In the current study, we identified a positive correlation between resilience scores and surface area in the right lateral occipital gyrus. This is part of the secondary or extrastriate visual cortex and is involved in object and face recognition (Grill-Spector and Malach, 2004), as well as motion and color perception (Strotzer, 2009). Although this region has not been identified in previous structural MRI studies of resilience, Teicher and Samson (2016) reviewed evidence demonstrating maltreatment-related effects on visual cortex structure in children and adults. This could suggest that young people who remain resilient following maltreatment (or adversity exposure more generally) do not show maltreatment-related changes in the visual cortex—or might even show compensatory changes in this region. Resilience was also positively correlated with gyrification in the superior frontal gyrus, an area involved in motor learning and planning (Strotzer, 2009). Interestingly, Burt et al. (2016) found that superior frontal gyrus gray matter volume was greater in resilient adolescents compared to other groups (i.e. adversity-exposed adolescents with impaired functioning and non-exposed adolescents). Of note, previous research in normative samples has reported strong associations between cortical volume and surface area (e.g. Winkler et al., 2010). Our findings and those of Burt et al. (2016) suggest that the superior frontal gyrus is an important region in terms of youth resilience.

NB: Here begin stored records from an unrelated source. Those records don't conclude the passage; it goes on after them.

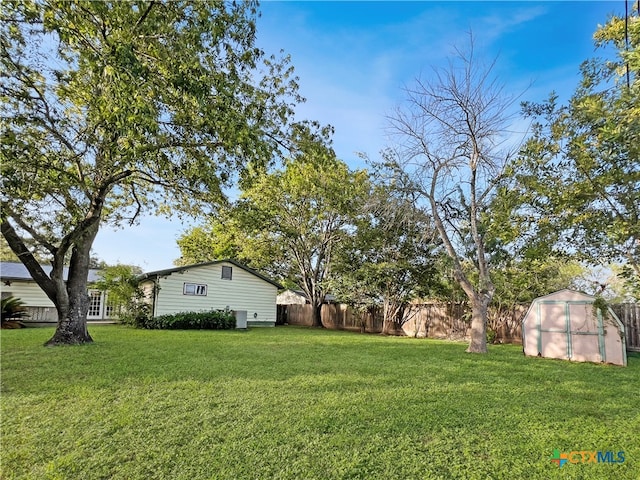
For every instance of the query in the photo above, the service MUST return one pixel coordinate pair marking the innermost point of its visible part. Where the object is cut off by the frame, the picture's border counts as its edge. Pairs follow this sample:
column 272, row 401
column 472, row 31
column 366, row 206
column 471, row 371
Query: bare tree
column 451, row 138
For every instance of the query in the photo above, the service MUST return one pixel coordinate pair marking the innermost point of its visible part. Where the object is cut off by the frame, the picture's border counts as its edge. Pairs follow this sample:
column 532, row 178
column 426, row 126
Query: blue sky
column 353, row 58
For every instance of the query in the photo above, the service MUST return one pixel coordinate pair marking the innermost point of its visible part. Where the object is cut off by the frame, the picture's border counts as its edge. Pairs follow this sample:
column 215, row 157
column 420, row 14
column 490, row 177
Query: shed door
column 570, row 330
column 586, row 333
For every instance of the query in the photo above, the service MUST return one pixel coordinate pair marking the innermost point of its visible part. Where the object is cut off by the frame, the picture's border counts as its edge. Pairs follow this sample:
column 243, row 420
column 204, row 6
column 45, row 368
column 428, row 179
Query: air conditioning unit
column 241, row 319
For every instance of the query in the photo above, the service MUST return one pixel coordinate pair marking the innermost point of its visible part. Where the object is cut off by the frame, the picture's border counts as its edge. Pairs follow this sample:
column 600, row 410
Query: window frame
column 228, row 269
column 199, row 289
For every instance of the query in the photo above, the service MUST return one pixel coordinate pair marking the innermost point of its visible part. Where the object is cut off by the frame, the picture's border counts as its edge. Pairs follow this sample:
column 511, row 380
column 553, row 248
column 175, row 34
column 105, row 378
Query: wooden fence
column 629, row 315
column 442, row 320
column 445, row 321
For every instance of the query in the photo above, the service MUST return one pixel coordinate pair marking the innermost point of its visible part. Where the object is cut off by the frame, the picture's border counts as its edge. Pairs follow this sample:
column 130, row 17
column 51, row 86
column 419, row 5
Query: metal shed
column 564, row 325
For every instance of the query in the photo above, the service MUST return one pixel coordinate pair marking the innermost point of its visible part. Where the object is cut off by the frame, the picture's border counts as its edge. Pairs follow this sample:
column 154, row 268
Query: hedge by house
column 212, row 320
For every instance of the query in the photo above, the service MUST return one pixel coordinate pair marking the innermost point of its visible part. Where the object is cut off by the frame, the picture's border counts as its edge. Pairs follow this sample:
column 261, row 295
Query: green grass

We also observed a negative correlation between resilience and surface area in the left inferior temporal gyrus. The inferior temporal gyrus is implicated in object recognition (Herath et al., 2001) and impulsivity (Li and Kong, 2017). Although the inferior temporal gyrus has not been implicated in youth resilience previously, a recent study found trait resilience was positively correlated with cortical thickness in this region in adults (Kahl et al., 2020). Overall, these findings suggest that morphological alterations (e.g. reduced surface area or increased cortical thickness) in the inferior temporal gyrus may confer resilience. However, this also demonstrates that sample characteristics (e.g. age), the definition of resilience adopted and the structural metric measured may impact study findings. This adds weight to the argument that resilience should be defined consistently across studies, and that different cortical properties should be distinguished because they may be related to resilience in different ways.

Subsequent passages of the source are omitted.